Consider the following identity $$\sum_{n=0}^{R-t}\binom{n+\ell}n\binom{R-\ell-n}{R-t-n}=\binom{R+1}{t+1}.\tag1$$ It is relatively easy to give an algebraic or mechanical proof of (1). But, I like to ask:
QUESTION. is there a combinatorial reason why the sum in (1) is independent of $\ell$?
(I am late to post a very similar answer to the already given one, yet I'd like to post it as well, since it differs in some detail)
Changing the summation index to $m=n+\ell$, the identity writes $$\sum_{m=\ell}^{R-t+\ell } {m\choose \ell}{R-m\choose t-\ell}={R+1\choose t+1}.$$
Given natural numbers $\ell\le t\le R$, and $m$, we may consider the class of those $(t+1)$-subsets $\{x_0<x_1<\dots<x_t\}$ of $\{0,1,\dots,R\}$ such that $x_\ell=m$: these are exactly ${m\choose \ell}{R-m\choose t-\ell}$ (indeed the $\ell$ elements $x_0,\dots, x_{\ell-1}$ can be chosen freely into $\{0,\dots, m-1\}$, and so can the $t-\ell$ elements $x_{\ell+1},\dots,x_t$ into $\{m+1,\dots,R\}$. These classes, for $ \ell\le m\le R-t+\ell $ form a partition of all $(t+1)$-subsets of $[R+1]$, whence the sum of their cardinality is independent of $\ell$ and the identity.
Well, here's a combinatorial proof of the identity anyway (but not a direct proof of independence of $\ell$).

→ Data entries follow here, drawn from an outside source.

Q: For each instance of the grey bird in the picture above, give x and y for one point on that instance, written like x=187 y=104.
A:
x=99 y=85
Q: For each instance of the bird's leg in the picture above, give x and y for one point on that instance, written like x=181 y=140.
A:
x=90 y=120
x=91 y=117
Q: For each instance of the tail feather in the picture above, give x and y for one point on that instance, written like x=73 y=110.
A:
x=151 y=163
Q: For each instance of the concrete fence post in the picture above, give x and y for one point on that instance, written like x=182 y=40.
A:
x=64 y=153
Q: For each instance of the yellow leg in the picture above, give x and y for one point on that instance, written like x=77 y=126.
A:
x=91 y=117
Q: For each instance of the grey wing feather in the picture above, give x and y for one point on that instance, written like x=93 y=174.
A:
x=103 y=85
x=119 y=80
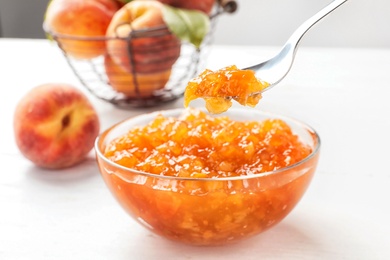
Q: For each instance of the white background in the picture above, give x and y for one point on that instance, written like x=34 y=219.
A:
x=357 y=23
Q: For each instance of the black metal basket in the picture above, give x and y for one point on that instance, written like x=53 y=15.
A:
x=164 y=86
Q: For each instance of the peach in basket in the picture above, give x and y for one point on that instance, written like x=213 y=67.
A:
x=208 y=180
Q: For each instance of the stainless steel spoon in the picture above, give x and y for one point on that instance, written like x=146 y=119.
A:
x=276 y=68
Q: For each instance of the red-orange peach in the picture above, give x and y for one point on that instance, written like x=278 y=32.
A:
x=79 y=26
x=138 y=85
x=55 y=125
x=140 y=41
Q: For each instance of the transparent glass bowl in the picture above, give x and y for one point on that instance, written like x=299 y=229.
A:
x=208 y=212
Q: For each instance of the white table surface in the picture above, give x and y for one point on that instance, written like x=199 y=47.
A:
x=343 y=93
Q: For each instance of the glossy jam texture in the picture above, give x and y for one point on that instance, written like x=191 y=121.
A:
x=201 y=146
x=219 y=87
x=205 y=209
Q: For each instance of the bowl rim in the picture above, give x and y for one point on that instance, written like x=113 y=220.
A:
x=307 y=127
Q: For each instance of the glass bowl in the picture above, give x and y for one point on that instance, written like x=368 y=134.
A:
x=208 y=211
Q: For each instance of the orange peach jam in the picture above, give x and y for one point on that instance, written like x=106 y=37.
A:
x=217 y=88
x=197 y=145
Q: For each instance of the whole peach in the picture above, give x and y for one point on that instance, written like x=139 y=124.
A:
x=205 y=6
x=55 y=125
x=79 y=26
x=138 y=85
x=140 y=41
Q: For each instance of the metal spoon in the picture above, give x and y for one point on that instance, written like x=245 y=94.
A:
x=276 y=68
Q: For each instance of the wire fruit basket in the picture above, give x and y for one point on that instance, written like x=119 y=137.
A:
x=129 y=86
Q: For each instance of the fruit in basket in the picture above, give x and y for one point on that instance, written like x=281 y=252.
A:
x=55 y=125
x=134 y=85
x=78 y=24
x=141 y=42
x=205 y=6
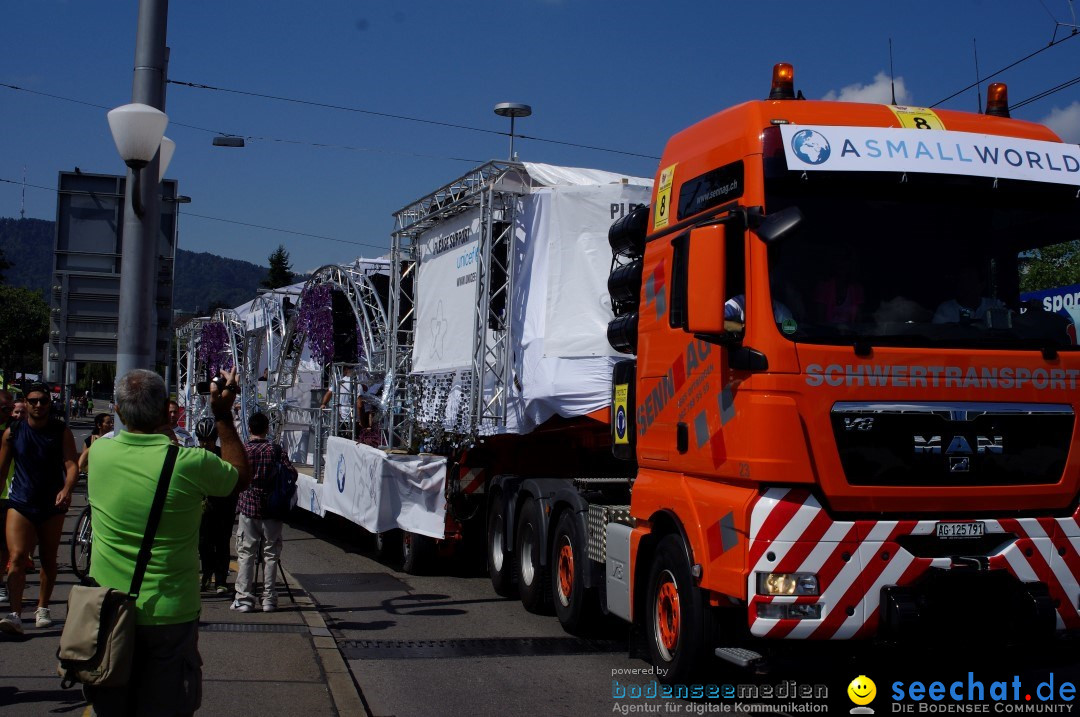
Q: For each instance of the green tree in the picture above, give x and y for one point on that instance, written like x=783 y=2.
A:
x=1057 y=265
x=281 y=270
x=3 y=265
x=24 y=328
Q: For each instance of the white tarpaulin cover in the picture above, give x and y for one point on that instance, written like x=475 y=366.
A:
x=380 y=491
x=890 y=149
x=446 y=295
x=562 y=308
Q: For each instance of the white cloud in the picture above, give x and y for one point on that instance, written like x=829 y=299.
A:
x=1065 y=122
x=877 y=92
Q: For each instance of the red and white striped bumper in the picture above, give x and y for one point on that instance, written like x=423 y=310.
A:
x=854 y=559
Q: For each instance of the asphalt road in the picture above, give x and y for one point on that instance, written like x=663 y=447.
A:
x=445 y=644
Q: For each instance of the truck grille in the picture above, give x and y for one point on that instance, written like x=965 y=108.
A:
x=954 y=444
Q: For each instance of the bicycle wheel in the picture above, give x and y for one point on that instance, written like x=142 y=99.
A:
x=81 y=539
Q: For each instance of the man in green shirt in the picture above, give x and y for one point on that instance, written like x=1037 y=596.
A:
x=122 y=477
x=7 y=405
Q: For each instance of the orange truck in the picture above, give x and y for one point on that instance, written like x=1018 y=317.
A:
x=840 y=421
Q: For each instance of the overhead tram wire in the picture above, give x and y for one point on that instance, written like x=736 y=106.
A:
x=405 y=118
x=233 y=221
x=331 y=146
x=319 y=145
x=1007 y=67
x=1045 y=93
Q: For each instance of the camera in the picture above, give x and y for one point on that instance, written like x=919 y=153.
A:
x=203 y=387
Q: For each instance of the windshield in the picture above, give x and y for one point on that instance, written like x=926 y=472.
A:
x=921 y=259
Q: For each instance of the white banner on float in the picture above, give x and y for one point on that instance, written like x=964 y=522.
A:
x=309 y=495
x=380 y=491
x=446 y=295
x=933 y=151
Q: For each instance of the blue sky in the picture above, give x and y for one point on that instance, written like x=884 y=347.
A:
x=618 y=75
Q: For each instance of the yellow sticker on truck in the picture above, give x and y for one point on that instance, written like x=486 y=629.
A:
x=662 y=210
x=621 y=419
x=917 y=118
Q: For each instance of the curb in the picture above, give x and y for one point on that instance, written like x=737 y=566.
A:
x=346 y=693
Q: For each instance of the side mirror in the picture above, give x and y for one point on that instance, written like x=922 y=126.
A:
x=705 y=272
x=778 y=226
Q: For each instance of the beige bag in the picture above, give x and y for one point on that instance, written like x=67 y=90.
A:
x=98 y=640
x=98 y=637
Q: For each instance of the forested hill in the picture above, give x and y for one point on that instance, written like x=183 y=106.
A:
x=203 y=280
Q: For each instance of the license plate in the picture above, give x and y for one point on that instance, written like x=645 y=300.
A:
x=975 y=529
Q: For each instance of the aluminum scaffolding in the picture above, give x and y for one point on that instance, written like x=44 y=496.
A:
x=493 y=189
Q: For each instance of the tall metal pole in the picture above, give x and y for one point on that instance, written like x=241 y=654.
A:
x=137 y=330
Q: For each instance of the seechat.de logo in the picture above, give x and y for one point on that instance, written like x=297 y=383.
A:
x=811 y=147
x=862 y=690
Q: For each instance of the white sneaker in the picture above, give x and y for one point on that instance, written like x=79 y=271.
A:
x=12 y=623
x=42 y=618
x=242 y=606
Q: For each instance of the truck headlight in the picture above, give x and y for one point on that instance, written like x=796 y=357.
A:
x=786 y=583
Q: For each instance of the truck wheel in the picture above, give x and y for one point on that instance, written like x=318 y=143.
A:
x=387 y=545
x=674 y=616
x=534 y=580
x=575 y=605
x=415 y=550
x=499 y=557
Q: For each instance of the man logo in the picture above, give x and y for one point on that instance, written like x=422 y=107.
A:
x=811 y=147
x=959 y=445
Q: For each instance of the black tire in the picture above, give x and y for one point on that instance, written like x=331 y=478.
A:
x=534 y=580
x=675 y=613
x=415 y=551
x=575 y=605
x=81 y=542
x=387 y=545
x=500 y=563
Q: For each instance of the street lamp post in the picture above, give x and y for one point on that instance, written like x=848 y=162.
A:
x=138 y=136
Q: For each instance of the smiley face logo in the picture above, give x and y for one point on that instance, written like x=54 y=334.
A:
x=862 y=690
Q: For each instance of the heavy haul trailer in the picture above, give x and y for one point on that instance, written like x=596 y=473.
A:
x=840 y=422
x=498 y=313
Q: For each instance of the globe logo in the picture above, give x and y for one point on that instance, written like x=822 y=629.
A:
x=811 y=147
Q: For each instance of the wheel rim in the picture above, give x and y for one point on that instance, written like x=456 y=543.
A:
x=497 y=545
x=528 y=570
x=667 y=616
x=565 y=571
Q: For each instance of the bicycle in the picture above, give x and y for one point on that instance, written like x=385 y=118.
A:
x=81 y=541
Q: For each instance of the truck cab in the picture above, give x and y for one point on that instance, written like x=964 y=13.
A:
x=846 y=421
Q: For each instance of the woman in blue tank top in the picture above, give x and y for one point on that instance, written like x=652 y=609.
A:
x=43 y=452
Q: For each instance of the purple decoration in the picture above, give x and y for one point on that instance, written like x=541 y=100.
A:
x=315 y=321
x=214 y=348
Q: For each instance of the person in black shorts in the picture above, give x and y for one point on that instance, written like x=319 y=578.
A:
x=42 y=449
x=219 y=515
x=7 y=405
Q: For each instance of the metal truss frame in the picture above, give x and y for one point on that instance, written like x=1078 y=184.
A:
x=370 y=315
x=494 y=188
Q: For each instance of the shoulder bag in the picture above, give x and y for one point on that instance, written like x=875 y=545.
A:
x=98 y=638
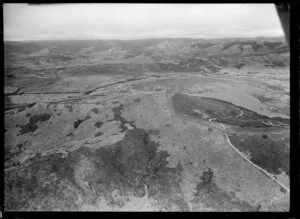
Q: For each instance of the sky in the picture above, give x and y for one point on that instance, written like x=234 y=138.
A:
x=138 y=21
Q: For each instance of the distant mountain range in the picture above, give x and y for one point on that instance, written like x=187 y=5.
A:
x=154 y=55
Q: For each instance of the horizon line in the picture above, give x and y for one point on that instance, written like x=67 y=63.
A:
x=128 y=39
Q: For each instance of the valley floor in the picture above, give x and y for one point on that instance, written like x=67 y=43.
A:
x=152 y=142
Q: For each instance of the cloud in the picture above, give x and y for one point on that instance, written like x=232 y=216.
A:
x=127 y=21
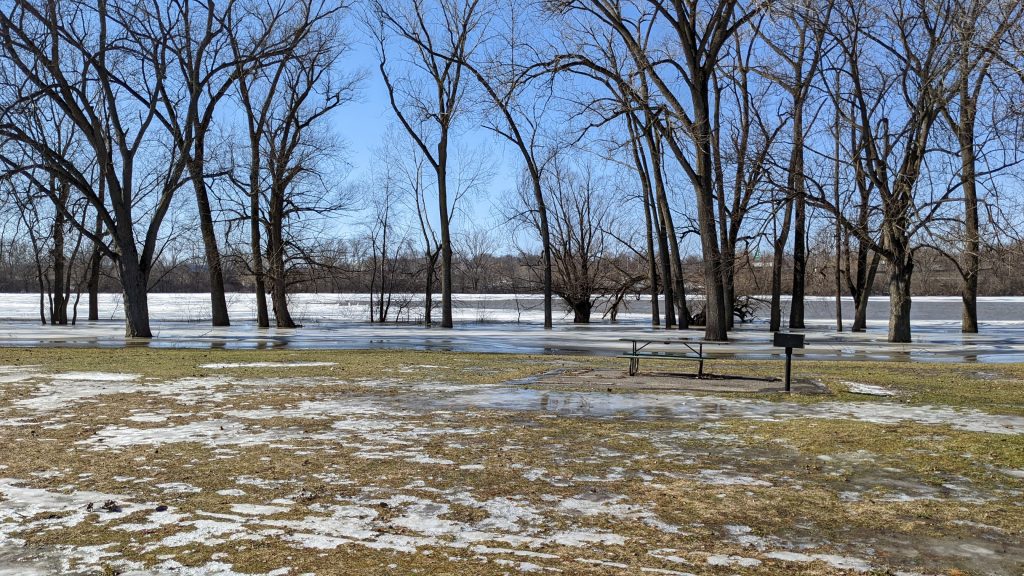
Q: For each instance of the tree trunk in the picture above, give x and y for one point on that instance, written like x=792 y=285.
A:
x=665 y=256
x=96 y=260
x=900 y=273
x=255 y=234
x=58 y=310
x=971 y=261
x=428 y=290
x=651 y=265
x=542 y=213
x=581 y=312
x=716 y=325
x=445 y=238
x=862 y=294
x=778 y=253
x=275 y=246
x=800 y=222
x=218 y=302
x=134 y=282
x=677 y=294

Write $N = R - t$. Then the identity is $$\sum_{n=0}^N \binom{n + \ell}{n} \binom{R - n-\ell}{N - n} = \binom{R + 1}{N}.$$ The RHS is the number of $N$-sets $\{x_1 < \cdots < x_N\} \subset \{1, \dots, R+1\}$. Consider the last index $n$ such that $x_n \leq n + \ell$ (say $n = 0$ if there is no such index). Then $\{x_1 < \cdots < x_n\} \subset \{1, \dots, n+\ell\}$ and $\{x_{n+1} < \cdots < x_N\} \subset \{n+\ell+1, \dots, R+1\}$. The number of ways of making these choices is the LHS.